Mills’s work suggests that in a world of seemingly limitless porn, the notion of public decency is anachronistic. The Internet has made all of us into perverts and voyeurs—or probably, by giving us a forum to indulge our perversions and voyeurism, it’s shown that we had them in us all along. That’s why, for Mills, it’s silly to exhibit digital art and censor it at the same time. “There’s a lot of interest from galleries and museums for ‘that net art thing,’” says Mills, “but what they sometimes want is a gentrified version of the Internet.”
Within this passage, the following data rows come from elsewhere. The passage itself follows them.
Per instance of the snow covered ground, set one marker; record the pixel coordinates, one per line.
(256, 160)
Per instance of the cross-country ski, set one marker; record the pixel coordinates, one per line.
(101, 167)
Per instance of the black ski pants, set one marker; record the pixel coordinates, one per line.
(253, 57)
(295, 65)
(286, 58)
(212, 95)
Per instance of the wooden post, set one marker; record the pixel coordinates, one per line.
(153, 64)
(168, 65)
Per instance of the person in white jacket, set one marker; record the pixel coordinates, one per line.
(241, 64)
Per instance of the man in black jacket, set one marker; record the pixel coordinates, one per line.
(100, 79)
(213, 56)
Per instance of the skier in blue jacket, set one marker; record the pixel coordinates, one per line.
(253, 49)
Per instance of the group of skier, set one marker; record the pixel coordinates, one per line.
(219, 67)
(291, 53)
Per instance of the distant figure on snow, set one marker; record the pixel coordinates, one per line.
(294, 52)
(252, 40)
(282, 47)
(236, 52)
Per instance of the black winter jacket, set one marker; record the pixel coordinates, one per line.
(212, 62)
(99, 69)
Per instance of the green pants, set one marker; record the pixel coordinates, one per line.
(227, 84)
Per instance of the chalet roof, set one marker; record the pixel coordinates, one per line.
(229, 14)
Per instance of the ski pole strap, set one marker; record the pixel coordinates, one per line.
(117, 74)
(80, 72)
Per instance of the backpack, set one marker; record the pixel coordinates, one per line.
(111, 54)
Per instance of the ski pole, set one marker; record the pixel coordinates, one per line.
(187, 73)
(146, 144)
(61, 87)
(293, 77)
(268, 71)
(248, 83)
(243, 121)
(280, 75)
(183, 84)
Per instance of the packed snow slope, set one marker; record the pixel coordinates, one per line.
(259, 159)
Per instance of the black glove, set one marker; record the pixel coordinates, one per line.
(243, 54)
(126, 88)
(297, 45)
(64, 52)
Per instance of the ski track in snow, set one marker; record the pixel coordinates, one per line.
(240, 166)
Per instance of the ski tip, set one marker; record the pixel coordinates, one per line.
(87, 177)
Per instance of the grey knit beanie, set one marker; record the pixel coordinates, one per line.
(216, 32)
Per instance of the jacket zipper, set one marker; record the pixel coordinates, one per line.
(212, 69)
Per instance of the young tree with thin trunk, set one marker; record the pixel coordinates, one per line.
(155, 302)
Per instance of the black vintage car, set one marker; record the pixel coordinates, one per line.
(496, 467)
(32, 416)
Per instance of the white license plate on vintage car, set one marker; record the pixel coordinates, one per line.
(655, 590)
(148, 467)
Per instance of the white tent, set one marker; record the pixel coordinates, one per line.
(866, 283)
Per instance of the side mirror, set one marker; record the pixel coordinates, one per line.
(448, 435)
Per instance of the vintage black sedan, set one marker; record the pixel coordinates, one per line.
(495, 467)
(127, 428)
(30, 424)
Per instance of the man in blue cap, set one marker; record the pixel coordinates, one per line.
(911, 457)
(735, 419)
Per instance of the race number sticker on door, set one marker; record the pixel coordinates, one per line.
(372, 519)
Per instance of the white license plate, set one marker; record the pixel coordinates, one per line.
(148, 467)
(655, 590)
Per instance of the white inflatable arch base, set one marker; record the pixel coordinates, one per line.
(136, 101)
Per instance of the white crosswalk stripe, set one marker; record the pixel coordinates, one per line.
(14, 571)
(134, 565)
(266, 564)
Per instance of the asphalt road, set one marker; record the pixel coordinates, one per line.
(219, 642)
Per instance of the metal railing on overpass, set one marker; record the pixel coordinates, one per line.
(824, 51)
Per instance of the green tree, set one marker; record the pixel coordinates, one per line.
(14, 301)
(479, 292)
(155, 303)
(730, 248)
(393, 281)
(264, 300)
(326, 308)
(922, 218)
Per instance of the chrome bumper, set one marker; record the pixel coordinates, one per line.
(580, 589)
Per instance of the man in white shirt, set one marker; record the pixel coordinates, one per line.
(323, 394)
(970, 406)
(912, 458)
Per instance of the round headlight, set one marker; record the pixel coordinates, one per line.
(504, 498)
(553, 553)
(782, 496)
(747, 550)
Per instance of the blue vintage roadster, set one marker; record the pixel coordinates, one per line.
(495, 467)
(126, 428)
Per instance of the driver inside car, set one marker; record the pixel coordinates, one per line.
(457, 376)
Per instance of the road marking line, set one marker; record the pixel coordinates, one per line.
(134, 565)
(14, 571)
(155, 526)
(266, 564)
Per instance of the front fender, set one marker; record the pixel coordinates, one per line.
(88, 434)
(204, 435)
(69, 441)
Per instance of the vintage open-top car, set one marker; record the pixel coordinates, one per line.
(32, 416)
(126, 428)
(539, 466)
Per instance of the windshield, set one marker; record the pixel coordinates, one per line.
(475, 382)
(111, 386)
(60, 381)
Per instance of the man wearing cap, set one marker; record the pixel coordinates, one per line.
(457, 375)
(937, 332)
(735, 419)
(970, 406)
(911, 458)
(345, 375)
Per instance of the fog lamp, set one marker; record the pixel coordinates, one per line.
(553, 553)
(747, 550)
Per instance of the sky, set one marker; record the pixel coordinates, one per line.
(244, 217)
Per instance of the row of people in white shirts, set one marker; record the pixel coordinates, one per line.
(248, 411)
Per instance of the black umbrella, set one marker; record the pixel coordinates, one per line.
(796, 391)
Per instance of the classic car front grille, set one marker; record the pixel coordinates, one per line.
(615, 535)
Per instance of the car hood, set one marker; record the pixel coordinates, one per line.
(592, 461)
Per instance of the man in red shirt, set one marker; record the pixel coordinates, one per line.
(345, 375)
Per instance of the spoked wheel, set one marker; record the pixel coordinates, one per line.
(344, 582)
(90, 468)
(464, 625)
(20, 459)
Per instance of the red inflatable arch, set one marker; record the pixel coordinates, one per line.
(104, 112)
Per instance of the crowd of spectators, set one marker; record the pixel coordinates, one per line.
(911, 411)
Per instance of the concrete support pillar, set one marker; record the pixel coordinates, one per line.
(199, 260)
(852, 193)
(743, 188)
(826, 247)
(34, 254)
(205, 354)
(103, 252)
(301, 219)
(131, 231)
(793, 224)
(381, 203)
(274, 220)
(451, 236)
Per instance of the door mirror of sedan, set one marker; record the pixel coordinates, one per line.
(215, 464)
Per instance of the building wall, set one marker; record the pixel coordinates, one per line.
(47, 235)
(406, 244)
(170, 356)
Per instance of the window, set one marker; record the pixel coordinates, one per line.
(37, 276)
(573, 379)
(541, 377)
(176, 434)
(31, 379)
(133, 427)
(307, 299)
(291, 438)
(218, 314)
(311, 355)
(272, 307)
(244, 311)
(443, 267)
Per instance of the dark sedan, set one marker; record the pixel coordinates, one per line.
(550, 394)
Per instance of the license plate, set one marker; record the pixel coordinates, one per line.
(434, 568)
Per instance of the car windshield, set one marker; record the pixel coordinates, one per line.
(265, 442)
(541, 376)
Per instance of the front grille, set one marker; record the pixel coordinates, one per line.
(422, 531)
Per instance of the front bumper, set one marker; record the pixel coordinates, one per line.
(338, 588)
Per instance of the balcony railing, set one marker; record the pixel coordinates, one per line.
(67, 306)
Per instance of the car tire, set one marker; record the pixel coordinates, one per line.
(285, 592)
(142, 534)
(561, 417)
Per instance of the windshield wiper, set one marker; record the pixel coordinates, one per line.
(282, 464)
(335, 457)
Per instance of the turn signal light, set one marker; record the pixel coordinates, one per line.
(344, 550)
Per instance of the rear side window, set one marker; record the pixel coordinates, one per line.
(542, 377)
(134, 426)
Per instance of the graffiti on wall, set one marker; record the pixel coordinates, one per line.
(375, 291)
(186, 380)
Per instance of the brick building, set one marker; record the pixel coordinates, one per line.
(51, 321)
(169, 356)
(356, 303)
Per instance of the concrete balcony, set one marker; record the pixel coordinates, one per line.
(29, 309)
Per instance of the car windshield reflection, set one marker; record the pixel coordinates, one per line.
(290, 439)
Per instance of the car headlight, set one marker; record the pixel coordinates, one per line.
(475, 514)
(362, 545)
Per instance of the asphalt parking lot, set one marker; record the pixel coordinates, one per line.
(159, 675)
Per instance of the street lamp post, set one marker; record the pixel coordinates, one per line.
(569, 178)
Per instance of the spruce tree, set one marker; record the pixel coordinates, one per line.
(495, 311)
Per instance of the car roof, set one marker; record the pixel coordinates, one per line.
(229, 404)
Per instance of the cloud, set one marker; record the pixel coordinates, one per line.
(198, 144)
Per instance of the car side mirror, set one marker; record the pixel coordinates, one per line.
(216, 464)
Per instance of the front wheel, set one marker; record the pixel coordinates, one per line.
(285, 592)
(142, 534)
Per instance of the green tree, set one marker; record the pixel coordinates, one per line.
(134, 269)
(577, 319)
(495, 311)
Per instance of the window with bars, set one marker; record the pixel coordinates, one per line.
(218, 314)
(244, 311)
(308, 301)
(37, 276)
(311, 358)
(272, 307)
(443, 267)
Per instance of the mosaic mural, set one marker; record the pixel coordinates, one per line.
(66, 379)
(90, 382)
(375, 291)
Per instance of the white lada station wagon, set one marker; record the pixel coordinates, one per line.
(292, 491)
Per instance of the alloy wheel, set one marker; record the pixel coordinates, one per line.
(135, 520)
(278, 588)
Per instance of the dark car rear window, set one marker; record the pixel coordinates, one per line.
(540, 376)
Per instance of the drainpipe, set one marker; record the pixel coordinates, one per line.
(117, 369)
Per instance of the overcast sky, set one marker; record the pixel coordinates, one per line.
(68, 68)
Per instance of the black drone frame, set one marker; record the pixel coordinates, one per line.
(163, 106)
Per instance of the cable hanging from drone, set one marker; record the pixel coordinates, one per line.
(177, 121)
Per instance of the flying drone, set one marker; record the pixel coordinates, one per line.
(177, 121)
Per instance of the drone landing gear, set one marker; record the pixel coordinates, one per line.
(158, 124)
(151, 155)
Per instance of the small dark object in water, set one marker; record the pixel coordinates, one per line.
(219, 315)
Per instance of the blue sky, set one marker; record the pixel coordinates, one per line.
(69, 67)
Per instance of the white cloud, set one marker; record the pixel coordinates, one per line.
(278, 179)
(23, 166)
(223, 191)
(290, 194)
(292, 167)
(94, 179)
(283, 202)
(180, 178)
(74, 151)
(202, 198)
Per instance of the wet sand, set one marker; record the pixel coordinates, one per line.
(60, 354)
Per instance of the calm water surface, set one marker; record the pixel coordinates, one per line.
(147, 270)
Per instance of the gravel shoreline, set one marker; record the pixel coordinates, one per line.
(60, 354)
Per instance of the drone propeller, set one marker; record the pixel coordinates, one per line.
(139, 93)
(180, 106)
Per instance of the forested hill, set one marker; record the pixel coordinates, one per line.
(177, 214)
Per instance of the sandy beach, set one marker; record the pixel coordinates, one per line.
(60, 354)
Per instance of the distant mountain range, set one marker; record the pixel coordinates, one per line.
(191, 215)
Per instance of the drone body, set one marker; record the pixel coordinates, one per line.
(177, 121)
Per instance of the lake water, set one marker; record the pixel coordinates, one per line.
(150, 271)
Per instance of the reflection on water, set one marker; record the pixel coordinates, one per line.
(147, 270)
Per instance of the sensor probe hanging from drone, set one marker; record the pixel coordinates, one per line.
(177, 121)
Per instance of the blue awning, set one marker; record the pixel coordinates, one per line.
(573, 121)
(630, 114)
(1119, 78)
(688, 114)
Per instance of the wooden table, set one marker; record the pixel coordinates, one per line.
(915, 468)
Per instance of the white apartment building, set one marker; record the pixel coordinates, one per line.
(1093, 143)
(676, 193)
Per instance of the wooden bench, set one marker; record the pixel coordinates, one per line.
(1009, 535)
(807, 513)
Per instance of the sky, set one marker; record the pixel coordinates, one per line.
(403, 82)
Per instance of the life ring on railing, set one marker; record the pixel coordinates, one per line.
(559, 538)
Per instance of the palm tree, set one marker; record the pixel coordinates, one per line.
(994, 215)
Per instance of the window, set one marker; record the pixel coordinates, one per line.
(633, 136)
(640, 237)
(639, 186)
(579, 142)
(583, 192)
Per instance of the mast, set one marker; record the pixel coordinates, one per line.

Mills was recently invited to exhibit at “X+1,” a one-night showcase in February of this year at the Musée d’art contemporain de Montréal. The piece she submitted, from her Ungentrified(2014) series, included embedded GIFs of a boy humping a dog, a child smoking, a house cat with a bouncy pair of human breasts superimposed onto its torso, two athletes having stand-up sex at the Trojan Games, a tiger heaving like it’s about to puke and a hilarious orgy scene—all of them presented in cloying, heart-shaped frames. The piece had already exhibited at OCAD University for Nuit Blanche Toronto, and the “X+1” organizers loved it, but then one of the MAC’s higher ups pulled it, forcing Mills to submit a milder, last-minute replacement. “Boring, conceptual, grey Toronto had no problem with my GIF,” says Mills, laughing, “but apparently it was too much for swinging Montreal.”